Scenario P(A) P(B) P(A ∩ B) P(A ∪ B) P(A|B) Independence
Students passing Algebra and Geometry 0.60 0.50 0.30 0.80 0.60 Yes, because 0.30 = 0.60 × 0.50
Visitors clicking email and buying 0.40 0.25 0.16 0.49 0.64 No, because 0.16 ≠ 0.10
Frequency mode with 100 trials 0.60 0.50 0.30 0.80 0.60 Yes, using counts 60, 50, and 30

Formula Used

  • Conditional probability: P(A|B) = P(A ∩ B) / P(B), when P(B) > 0.
  • Reverse conditional: P(B|A) = P(A ∩ B) / P(A), when P(A) > 0.
  • Union rule: P(A ∪ B) = P(A) + P(B) - P(A ∩ B).
  • Independence rule: A and B are independent when P(A ∩ B) = P(A) × P(B).
  • Only A: P(A only) = P(A) - P(A ∩ B).
  • Only B: P(B only) = P(B) - P(A ∩ B).
  • Neither: P(neither) = 1 - P(A ∪ B).
  • From counts: probability = event count / total sample size.

How to Use This Calculator

  1. Enter P(A) and P(B), or enter all four count fields.
  2. Add P(A ∩ B), P(A ∪ B), or one conditional probability.
  3. Set the tolerance to control how strictly independence is tested.
  4. Click Calculate Now to show the result block above the form.
  5. Review derived probabilities, independence difference, lift, and optional count diagnostics.
  6. Use the CSV or PDF buttons to save the output.

Conditional Probability and Independence Examples

Suppose 50% of customers open an email, 20% buy a product, and 15% both open and buy. Then P(Buy|Open) = 0.15 / 0.50 = 0.30. Independence fails because 0.15 is greater than 0.50 × 0.20 = 0.10.
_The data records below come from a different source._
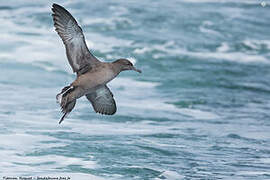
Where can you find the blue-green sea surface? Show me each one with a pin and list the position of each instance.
(199, 110)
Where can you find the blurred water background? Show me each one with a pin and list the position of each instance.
(199, 110)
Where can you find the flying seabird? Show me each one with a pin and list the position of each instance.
(92, 74)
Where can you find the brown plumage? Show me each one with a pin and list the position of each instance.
(92, 74)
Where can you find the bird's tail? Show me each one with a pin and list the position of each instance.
(66, 103)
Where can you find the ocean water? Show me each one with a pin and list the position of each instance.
(199, 110)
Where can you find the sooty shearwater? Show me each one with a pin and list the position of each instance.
(92, 74)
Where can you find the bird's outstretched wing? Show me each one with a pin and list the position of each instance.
(66, 26)
(102, 101)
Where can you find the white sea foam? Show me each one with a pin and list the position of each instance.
(170, 175)
(224, 47)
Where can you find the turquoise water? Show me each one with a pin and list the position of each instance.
(199, 110)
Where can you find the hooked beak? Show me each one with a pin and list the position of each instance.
(138, 70)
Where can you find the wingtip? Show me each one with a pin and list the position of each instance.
(62, 118)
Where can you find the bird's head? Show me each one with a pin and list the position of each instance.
(124, 64)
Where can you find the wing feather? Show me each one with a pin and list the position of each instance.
(102, 101)
(79, 56)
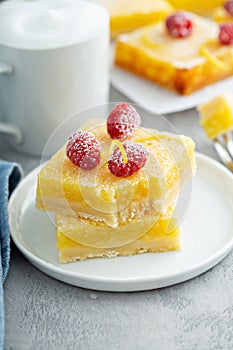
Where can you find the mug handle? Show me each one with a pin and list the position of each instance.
(6, 128)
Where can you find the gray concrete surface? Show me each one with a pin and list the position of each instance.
(42, 313)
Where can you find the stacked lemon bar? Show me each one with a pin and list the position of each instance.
(114, 186)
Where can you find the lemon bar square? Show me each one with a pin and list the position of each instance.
(65, 189)
(182, 65)
(162, 236)
(217, 115)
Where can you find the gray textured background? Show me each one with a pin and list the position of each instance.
(42, 313)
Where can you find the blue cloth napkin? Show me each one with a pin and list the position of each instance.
(10, 175)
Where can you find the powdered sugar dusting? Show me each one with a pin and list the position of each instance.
(122, 121)
(83, 149)
(136, 154)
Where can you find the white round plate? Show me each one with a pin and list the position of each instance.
(206, 238)
(157, 99)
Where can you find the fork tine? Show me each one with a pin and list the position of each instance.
(223, 153)
(229, 142)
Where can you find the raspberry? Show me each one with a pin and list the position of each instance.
(136, 154)
(228, 5)
(83, 149)
(122, 121)
(179, 25)
(225, 36)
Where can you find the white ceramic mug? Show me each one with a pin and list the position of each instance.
(54, 62)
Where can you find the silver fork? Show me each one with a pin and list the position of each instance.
(224, 147)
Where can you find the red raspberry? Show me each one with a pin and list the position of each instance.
(225, 36)
(179, 25)
(122, 121)
(136, 154)
(229, 7)
(83, 149)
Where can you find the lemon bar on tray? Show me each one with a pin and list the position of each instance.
(183, 59)
(127, 15)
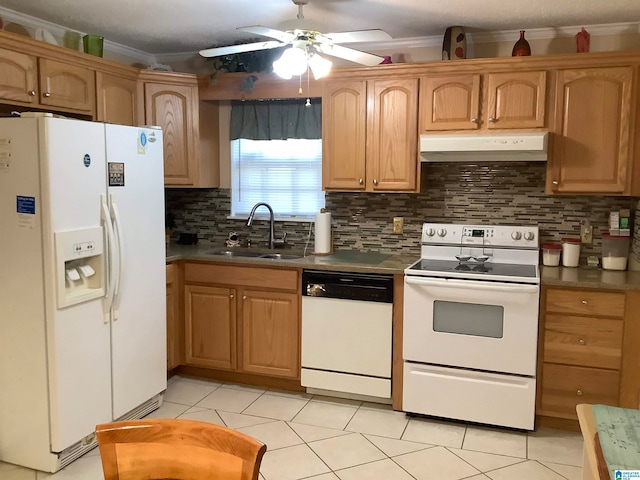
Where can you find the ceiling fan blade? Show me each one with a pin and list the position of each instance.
(351, 54)
(373, 35)
(284, 37)
(245, 47)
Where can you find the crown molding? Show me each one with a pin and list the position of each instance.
(59, 32)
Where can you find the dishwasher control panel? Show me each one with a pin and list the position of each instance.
(348, 286)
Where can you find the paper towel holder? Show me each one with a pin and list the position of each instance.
(323, 213)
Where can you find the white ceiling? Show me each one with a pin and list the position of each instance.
(177, 26)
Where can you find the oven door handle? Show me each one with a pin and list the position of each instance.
(473, 285)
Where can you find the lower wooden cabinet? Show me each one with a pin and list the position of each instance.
(244, 319)
(174, 319)
(588, 350)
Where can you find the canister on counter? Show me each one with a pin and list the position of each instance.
(570, 252)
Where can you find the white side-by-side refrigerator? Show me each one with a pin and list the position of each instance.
(82, 283)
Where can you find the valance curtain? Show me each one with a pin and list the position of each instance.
(276, 119)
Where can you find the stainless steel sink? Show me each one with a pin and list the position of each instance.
(233, 253)
(280, 256)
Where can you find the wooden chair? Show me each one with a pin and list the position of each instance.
(177, 449)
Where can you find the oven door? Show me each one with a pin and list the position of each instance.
(481, 325)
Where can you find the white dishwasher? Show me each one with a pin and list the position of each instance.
(347, 332)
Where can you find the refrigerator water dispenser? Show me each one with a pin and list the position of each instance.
(79, 266)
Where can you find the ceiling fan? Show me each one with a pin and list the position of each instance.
(306, 45)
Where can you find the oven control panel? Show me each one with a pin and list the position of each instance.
(497, 236)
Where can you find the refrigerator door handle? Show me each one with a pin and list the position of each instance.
(118, 228)
(111, 255)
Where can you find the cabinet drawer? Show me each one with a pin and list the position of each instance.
(585, 302)
(263, 278)
(564, 387)
(583, 341)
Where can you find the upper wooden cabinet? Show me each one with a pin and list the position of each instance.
(369, 135)
(119, 99)
(45, 83)
(66, 85)
(595, 114)
(513, 100)
(18, 77)
(171, 102)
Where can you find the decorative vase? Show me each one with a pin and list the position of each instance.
(521, 47)
(454, 45)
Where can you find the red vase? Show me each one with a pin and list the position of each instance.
(521, 47)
Now suppose 60% of students practice daily, 40% solve a challenge, and 24% do both. Since 0.24 equals 0.60 × 0.40, the events are independent. The conditional probability P(Challenge|Practice) also equals 0.40.

Frequently Asked Questions

1. What is conditional probability?

Conditional probability measures the chance of event A happening after event B has already occurred. It updates uncertainty using new information and is written as P(A|B).

2. What does independence mean in probability?

Two events are independent when one event does not change the chance of the other. In symbols, independence holds when P(A ∩ B) equals P(A) × P(B).

3. How does this calculator test independence?

It compares the actual intersection P(A ∩ B) with the product P(A) × P(B). If the gap is within your tolerance, it reports approximate independence.

4. Can I use counts instead of probabilities?

Yes. Enter total sample size, count of A, count of B, and count of both events. The calculator converts them into probabilities and computes the rest automatically.

5. What if I know only a conditional probability?

You can still compute the intersection when one marginal probability is known. For example, P(A ∩ B) = P(A|B) × P(B).

6. What is the union of two events?

The union represents the chance that A happens, B happens, or both happen. It avoids double counting by subtracting the overlap once.

7. Conditional probability and independence examples?

If P(A)=0.6, P(B)=0.4, and P(A ∩ B)=0.24, the events are independent. If P(A ∩ B)=0.30 instead, then P(A|B)=0.75 and independence fails.

8. Why is tolerance useful?

Real inputs often contain rounding. Tolerance lets you decide how much difference between P(A ∩ B) and P(A) × P(B) is still acceptable.